PG: Nós temos tanques públicos degradados que pretendemos recuperar; temos em vista o arranjo e alargamento de alguns caminhos; a limpeza de contentores e bermas em vários lugares. É um Plano de Atividades abrangente mas devo dizer que a nossa Junta de Freguesia foi assaltada e levaram uma quantia considerável em dinheiro, pelo que ficamos com uma verba inferior para investir onde for necessário.
EB: Quais são as suas prioridades como presidente de Junta?
PG: A minha prioridade são as pessoas. De que vale fazermos seja o que for se não temos pessoas? E é por isso que valorizo as associações porque é nas associações onde as pessoas se juntam. Eu não vou mudar o mundo mas gostava que olhássemos para os indivíduos não como objetos ou por interesse mas como Pessoas.
EB: Esteve ligado durante vários anos ao PS…
PG: Estive 16 anos na Assembleia de Freguesia de Cavez pelo Partido Socialista. Mas digo-lhe aquilo que já disse ao presidente da Câmara, em conversa. Neste momento eu não sou do PS, nem do PSD, nem de nenhum movimento Independente. Eu sou da minha freguesia e o meu interesse é defender os interesses da freguesia até ao limite. E neste momento quero, acima de tudo, respeitar porque não é de bom tom estar aqui a dizer mal e a fazer críticas. Se eu saí é porque houve coisas que não me agradaram e posso falar disso um dia destes mas não agora.
EB: Quer acrescentar mais alguma coisa?
PG: Entristece-me o facto de não termos ainda concluída a Zona Industrial pois somos, porventura, a vila com mais empresários por metro quadrado, onde temos, no perímetro de Cavez, 7 das 10 maiores empresas do concelho de Cabeceiras de Basto ao nível do volume de negócios.
Também não se percebe como é que uma vila como a nossa não tem o Posto de Saúde a funcionar a tempo inteiro quando temos aqui ao lado a freguesia de Gondiães, cujos habitantes têm de fazer 82 km para se deslocarem até Cabeceiras de Basto, em estrada sinuosa. Na minha opinião devíamos fazer com que as pessoas que estão mais longe da sede da vila chegassem com mais facilidade ao Posto de Saúde e podíamos ter o nosso posto a funcionar cinco dias por semana porque estamos mais próximos da população de Gondiães.
Compreende-se mal o facto de termos uma estrada sinuosa e perigosa, que vai de Moimenta para Gondiães, e não a melhorarmos pois, devido às pedreiras que aí estão localizadas, esta estrada traz-nos desenvolvimento.

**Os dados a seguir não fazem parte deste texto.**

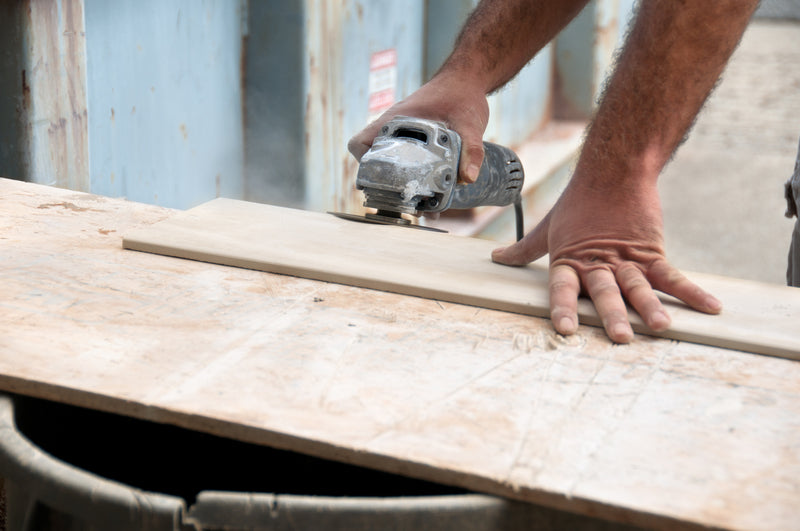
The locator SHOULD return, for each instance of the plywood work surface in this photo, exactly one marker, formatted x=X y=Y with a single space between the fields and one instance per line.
x=758 y=317
x=660 y=433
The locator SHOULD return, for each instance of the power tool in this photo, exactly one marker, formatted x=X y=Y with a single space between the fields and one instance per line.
x=412 y=168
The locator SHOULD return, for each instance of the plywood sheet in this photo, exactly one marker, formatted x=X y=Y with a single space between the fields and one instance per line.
x=663 y=434
x=758 y=317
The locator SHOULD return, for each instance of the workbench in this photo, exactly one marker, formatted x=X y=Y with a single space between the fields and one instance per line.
x=658 y=433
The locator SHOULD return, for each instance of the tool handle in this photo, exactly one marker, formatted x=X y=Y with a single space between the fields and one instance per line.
x=499 y=181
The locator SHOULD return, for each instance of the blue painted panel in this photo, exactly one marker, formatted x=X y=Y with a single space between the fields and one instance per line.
x=275 y=96
x=165 y=100
x=307 y=83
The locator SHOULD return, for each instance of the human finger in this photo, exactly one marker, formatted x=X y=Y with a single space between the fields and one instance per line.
x=565 y=287
x=664 y=277
x=362 y=141
x=638 y=291
x=471 y=159
x=601 y=285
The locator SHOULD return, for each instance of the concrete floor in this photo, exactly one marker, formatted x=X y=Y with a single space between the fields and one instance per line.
x=722 y=194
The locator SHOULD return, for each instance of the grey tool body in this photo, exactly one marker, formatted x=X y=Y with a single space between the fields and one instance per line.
x=412 y=168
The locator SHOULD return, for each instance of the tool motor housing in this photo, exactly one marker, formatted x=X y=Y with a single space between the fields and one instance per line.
x=412 y=167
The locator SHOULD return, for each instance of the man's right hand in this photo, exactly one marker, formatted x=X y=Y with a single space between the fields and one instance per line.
x=460 y=104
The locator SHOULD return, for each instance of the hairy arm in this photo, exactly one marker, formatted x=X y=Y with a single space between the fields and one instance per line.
x=604 y=235
x=498 y=39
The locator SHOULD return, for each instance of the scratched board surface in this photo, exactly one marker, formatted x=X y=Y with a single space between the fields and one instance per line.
x=757 y=317
x=656 y=433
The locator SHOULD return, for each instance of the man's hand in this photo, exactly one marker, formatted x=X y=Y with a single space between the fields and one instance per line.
x=608 y=245
x=457 y=102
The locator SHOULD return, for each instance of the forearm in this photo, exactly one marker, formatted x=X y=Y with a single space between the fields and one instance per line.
x=501 y=36
x=674 y=55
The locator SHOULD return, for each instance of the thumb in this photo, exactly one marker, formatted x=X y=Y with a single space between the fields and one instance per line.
x=362 y=141
x=471 y=159
x=532 y=247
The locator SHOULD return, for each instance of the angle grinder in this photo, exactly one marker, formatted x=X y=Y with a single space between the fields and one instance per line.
x=412 y=168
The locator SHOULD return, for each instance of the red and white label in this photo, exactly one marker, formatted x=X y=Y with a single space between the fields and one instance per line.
x=382 y=81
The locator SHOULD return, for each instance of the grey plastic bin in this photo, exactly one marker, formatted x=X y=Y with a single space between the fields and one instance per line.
x=43 y=492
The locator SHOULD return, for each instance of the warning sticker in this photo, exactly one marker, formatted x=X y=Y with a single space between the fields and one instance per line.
x=382 y=81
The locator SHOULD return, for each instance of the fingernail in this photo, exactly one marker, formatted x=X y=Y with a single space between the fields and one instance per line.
x=660 y=321
x=621 y=333
x=714 y=304
x=566 y=326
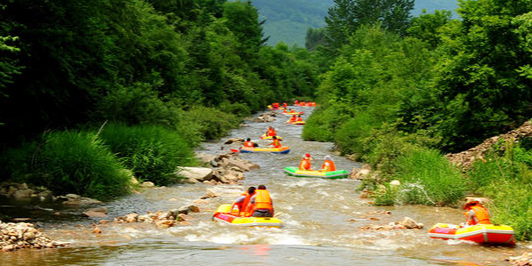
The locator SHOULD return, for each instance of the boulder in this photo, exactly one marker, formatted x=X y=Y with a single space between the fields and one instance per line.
x=147 y=184
x=92 y=214
x=23 y=193
x=195 y=174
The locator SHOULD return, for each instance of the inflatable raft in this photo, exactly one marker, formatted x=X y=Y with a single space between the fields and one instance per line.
x=270 y=137
x=281 y=150
x=294 y=171
x=480 y=233
x=294 y=113
x=299 y=123
x=223 y=215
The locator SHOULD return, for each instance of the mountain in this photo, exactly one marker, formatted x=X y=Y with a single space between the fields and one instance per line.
x=288 y=20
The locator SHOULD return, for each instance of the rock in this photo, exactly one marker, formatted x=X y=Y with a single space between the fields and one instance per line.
x=395 y=183
x=234 y=140
x=147 y=184
x=195 y=174
x=23 y=194
x=18 y=220
x=79 y=201
x=131 y=218
x=182 y=217
x=92 y=214
x=409 y=223
x=99 y=209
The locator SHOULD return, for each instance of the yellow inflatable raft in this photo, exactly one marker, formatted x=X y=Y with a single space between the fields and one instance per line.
x=223 y=215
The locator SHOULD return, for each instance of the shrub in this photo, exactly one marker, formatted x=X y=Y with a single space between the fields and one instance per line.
x=78 y=162
x=152 y=152
x=427 y=178
x=16 y=162
x=212 y=123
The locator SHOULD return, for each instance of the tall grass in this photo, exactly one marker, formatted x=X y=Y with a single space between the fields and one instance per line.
x=78 y=162
x=506 y=178
x=426 y=178
x=152 y=152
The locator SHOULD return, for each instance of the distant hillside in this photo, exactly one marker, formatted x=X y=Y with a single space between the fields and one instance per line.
x=288 y=20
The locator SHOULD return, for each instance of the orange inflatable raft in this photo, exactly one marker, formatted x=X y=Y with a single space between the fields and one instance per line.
x=480 y=233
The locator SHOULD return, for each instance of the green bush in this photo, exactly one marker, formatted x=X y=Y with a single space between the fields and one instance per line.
x=152 y=152
x=78 y=162
x=427 y=178
x=323 y=123
x=16 y=162
x=505 y=176
x=212 y=123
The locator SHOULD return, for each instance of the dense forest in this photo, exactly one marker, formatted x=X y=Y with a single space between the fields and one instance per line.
x=399 y=91
x=89 y=89
x=287 y=21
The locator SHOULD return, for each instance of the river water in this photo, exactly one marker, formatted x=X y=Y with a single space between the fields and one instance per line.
x=322 y=223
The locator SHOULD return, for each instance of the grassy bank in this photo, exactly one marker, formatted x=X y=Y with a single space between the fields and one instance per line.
x=99 y=162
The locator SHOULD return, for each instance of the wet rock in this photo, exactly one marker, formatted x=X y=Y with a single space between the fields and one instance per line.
x=74 y=200
x=234 y=140
x=23 y=194
x=131 y=218
x=361 y=173
x=92 y=214
x=523 y=260
x=195 y=174
x=147 y=184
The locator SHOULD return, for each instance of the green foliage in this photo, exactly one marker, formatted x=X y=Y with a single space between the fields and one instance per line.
x=426 y=178
x=345 y=17
x=78 y=162
x=213 y=123
x=505 y=177
x=153 y=153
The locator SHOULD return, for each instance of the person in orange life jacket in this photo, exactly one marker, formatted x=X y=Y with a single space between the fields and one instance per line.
x=476 y=213
x=293 y=118
x=305 y=162
x=250 y=144
x=276 y=142
x=260 y=204
x=328 y=165
x=271 y=132
x=242 y=201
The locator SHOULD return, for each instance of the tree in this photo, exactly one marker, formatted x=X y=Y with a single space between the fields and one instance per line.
x=346 y=16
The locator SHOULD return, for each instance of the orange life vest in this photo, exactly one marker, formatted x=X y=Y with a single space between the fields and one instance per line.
x=481 y=214
x=328 y=166
x=263 y=200
x=276 y=143
x=304 y=164
x=248 y=144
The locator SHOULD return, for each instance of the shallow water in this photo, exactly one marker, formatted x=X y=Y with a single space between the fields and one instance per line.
x=322 y=223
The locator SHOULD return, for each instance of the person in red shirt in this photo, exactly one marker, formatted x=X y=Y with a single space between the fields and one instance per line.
x=276 y=142
x=305 y=162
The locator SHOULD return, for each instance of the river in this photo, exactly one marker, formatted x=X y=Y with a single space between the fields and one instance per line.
x=322 y=223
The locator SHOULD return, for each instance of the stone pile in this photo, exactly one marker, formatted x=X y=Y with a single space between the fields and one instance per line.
x=161 y=219
x=22 y=191
x=361 y=173
x=465 y=159
x=406 y=223
x=225 y=169
x=15 y=236
x=523 y=260
x=265 y=117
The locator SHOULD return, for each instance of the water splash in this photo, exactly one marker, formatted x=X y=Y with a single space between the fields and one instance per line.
x=411 y=187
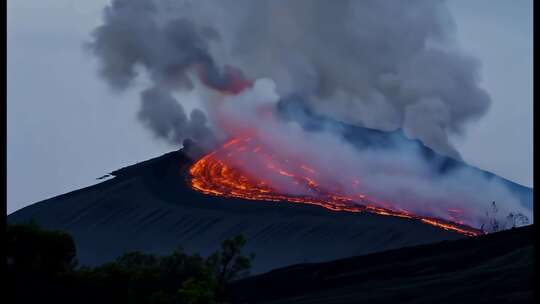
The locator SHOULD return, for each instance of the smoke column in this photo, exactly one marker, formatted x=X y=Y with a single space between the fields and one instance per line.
x=381 y=64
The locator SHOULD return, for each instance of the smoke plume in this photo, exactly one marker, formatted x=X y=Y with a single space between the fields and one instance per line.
x=382 y=64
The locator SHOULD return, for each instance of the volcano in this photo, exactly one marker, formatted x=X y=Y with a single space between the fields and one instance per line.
x=161 y=204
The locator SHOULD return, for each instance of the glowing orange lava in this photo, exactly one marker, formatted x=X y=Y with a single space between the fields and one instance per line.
x=217 y=174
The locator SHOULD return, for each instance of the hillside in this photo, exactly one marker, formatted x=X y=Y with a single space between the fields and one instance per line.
x=496 y=268
x=149 y=207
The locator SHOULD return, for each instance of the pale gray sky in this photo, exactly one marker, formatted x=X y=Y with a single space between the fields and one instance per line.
x=65 y=127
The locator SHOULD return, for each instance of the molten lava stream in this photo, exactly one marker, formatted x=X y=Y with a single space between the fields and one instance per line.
x=217 y=174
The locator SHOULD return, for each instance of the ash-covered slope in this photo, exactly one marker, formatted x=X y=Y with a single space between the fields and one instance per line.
x=295 y=109
x=494 y=268
x=150 y=207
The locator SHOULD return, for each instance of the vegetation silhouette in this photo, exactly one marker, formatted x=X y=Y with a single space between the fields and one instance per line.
x=44 y=263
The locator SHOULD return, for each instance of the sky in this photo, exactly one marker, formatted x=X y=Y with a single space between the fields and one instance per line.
x=65 y=127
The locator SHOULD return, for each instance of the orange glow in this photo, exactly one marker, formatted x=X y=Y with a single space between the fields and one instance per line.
x=217 y=174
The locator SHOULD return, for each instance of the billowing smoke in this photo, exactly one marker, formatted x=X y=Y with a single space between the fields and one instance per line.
x=141 y=35
x=401 y=177
x=381 y=64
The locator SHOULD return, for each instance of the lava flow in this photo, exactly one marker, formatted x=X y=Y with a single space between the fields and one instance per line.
x=218 y=174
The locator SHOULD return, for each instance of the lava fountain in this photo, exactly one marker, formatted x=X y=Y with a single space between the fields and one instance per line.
x=218 y=174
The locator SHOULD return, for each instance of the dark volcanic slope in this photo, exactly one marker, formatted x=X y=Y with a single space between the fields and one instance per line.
x=496 y=268
x=149 y=207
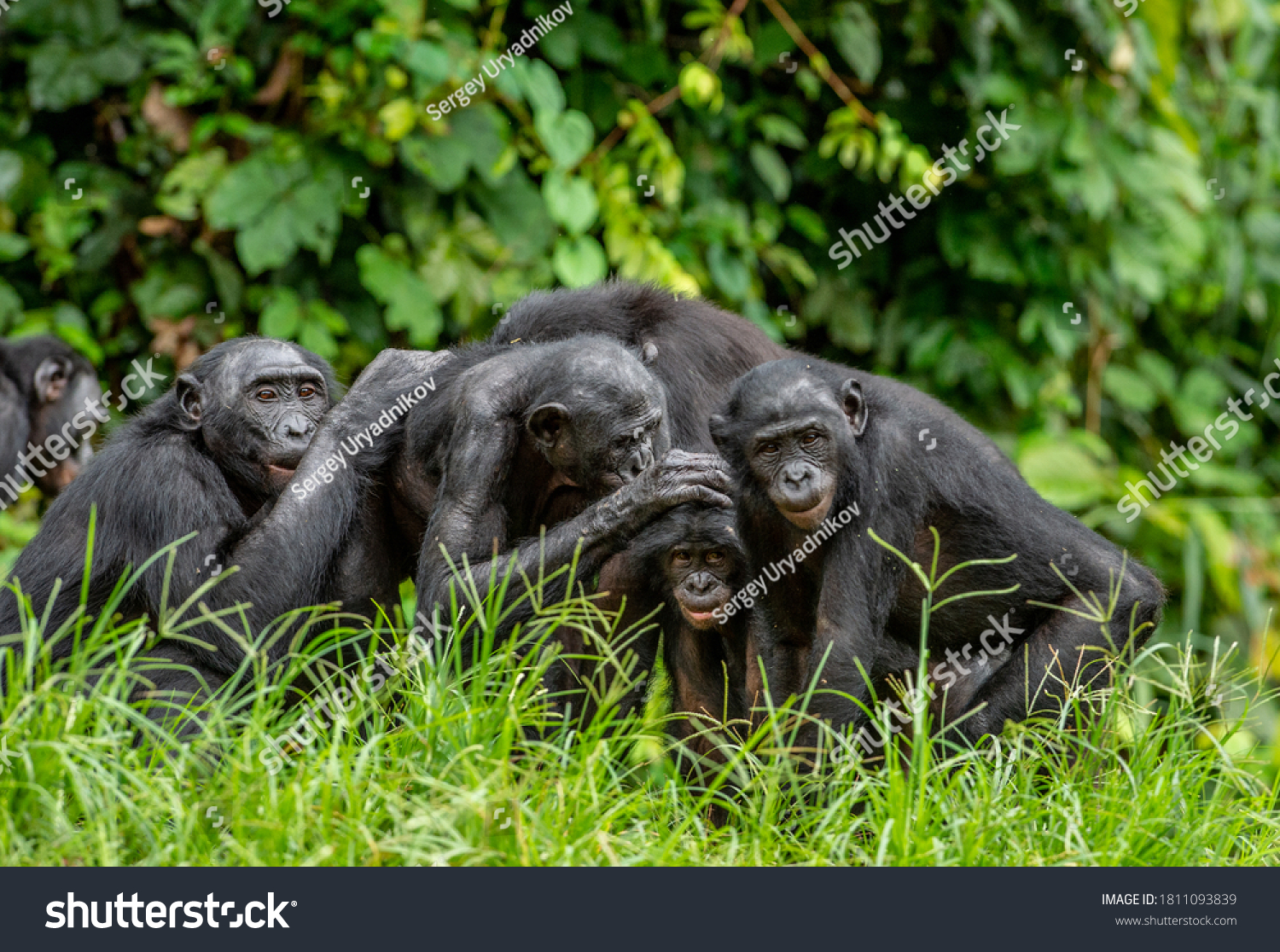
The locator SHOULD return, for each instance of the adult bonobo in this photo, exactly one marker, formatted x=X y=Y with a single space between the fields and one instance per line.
x=811 y=442
x=509 y=427
x=49 y=409
x=693 y=565
x=695 y=352
x=212 y=456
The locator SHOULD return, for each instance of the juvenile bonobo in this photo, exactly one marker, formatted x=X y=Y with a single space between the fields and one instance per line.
x=808 y=440
x=691 y=563
x=212 y=456
x=50 y=404
x=509 y=430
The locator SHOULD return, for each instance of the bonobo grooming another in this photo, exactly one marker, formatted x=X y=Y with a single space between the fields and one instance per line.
x=49 y=407
x=806 y=439
x=699 y=351
x=212 y=456
x=509 y=427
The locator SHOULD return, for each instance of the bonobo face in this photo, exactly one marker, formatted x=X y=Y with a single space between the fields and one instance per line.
x=258 y=412
x=67 y=391
x=791 y=434
x=699 y=578
x=607 y=425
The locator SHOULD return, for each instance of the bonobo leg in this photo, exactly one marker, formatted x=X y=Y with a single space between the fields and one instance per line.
x=176 y=690
x=1067 y=652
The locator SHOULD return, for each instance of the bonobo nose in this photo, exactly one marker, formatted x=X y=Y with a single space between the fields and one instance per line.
x=798 y=473
x=637 y=463
x=296 y=427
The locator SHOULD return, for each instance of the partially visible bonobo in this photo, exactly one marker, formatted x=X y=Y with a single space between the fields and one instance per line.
x=509 y=427
x=212 y=457
x=693 y=565
x=50 y=404
x=806 y=440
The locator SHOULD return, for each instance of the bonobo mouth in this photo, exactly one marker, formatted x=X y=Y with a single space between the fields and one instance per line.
x=701 y=618
x=279 y=476
x=808 y=519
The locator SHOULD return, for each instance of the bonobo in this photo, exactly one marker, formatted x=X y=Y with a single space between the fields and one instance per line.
x=691 y=563
x=49 y=409
x=695 y=352
x=212 y=456
x=808 y=440
x=511 y=427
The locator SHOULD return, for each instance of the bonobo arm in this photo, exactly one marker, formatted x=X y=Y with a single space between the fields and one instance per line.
x=473 y=522
x=289 y=560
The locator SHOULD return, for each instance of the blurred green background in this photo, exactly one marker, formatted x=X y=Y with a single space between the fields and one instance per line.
x=241 y=171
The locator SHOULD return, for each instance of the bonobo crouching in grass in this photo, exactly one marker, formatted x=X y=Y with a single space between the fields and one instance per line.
x=806 y=439
x=50 y=404
x=212 y=456
x=693 y=565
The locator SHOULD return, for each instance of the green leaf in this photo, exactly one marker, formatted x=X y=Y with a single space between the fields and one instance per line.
x=440 y=160
x=858 y=40
x=278 y=206
x=566 y=137
x=579 y=261
x=570 y=201
x=13 y=246
x=1062 y=471
x=283 y=316
x=409 y=299
x=1129 y=389
x=771 y=168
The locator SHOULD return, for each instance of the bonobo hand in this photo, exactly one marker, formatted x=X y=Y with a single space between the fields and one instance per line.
x=678 y=478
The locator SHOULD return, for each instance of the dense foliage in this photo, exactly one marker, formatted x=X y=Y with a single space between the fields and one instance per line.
x=1100 y=286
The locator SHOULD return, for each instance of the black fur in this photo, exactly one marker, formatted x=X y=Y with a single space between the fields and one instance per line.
x=691 y=563
x=49 y=409
x=803 y=434
x=212 y=456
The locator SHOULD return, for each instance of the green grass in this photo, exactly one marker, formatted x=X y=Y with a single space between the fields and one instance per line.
x=429 y=775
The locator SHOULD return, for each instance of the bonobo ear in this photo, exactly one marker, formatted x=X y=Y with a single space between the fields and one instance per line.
x=189 y=402
x=51 y=378
x=545 y=424
x=854 y=404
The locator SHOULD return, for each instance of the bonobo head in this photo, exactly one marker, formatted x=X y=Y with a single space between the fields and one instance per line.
x=785 y=429
x=63 y=404
x=694 y=554
x=255 y=403
x=596 y=412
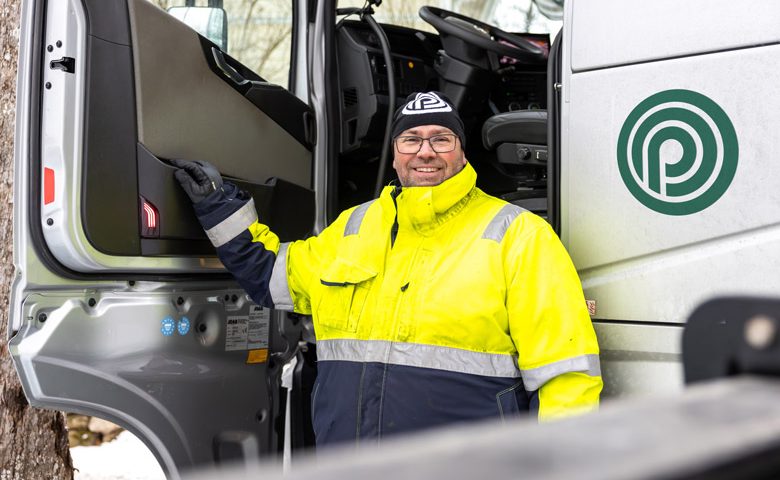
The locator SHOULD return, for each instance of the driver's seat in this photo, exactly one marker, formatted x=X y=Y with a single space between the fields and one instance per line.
x=519 y=139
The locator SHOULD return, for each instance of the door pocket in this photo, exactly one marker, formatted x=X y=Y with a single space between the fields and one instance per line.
x=345 y=290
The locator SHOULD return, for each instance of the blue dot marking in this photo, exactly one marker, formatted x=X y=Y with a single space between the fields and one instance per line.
x=168 y=326
x=184 y=326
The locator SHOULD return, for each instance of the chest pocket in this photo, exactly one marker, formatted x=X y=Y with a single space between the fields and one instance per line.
x=345 y=288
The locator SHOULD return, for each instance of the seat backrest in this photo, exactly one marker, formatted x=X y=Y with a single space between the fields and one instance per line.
x=521 y=126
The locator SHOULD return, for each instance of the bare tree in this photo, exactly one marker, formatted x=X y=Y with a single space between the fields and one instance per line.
x=33 y=442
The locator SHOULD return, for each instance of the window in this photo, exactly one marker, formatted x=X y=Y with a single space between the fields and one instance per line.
x=509 y=15
x=259 y=34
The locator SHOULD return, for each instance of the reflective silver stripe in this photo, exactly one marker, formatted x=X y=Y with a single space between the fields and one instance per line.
x=278 y=286
x=497 y=227
x=417 y=355
x=536 y=377
x=231 y=227
x=356 y=218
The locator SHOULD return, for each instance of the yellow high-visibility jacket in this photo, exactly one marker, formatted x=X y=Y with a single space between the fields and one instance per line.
x=431 y=305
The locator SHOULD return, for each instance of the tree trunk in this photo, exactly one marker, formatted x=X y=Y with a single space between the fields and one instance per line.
x=33 y=443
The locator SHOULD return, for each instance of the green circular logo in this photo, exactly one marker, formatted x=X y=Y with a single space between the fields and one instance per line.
x=677 y=152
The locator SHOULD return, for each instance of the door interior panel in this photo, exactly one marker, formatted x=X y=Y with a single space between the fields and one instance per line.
x=156 y=91
x=185 y=110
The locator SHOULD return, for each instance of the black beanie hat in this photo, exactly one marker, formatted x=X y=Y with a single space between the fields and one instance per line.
x=428 y=108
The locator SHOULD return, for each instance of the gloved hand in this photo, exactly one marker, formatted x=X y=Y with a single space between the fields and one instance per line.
x=199 y=179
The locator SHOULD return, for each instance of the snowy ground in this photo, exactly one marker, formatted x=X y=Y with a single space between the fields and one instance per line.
x=124 y=458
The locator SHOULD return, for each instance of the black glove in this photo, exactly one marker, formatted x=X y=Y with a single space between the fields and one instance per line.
x=199 y=179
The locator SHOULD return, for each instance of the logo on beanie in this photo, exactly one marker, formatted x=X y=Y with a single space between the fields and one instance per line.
x=426 y=103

Cavez tem potencialidades turísticas fora do vulgar e temos capacidade para impulsionar estas potencialidades.
Também gostava de ver a floresta melhor aproveitada ao nível dos recursos pois o potencial das árvores traz mais riqueza. Não é por acaso que ao longo de muito tempo foram feitas obras em Arosa, Moimenta e Rabiçais com o apoio dos Conselhos Diretivos de Baldios e isso significa que havia dinheiro. Acredito que se a requalificação das florestas estiver melhor, melhor poderão ser apoiadas as populações desses lugares.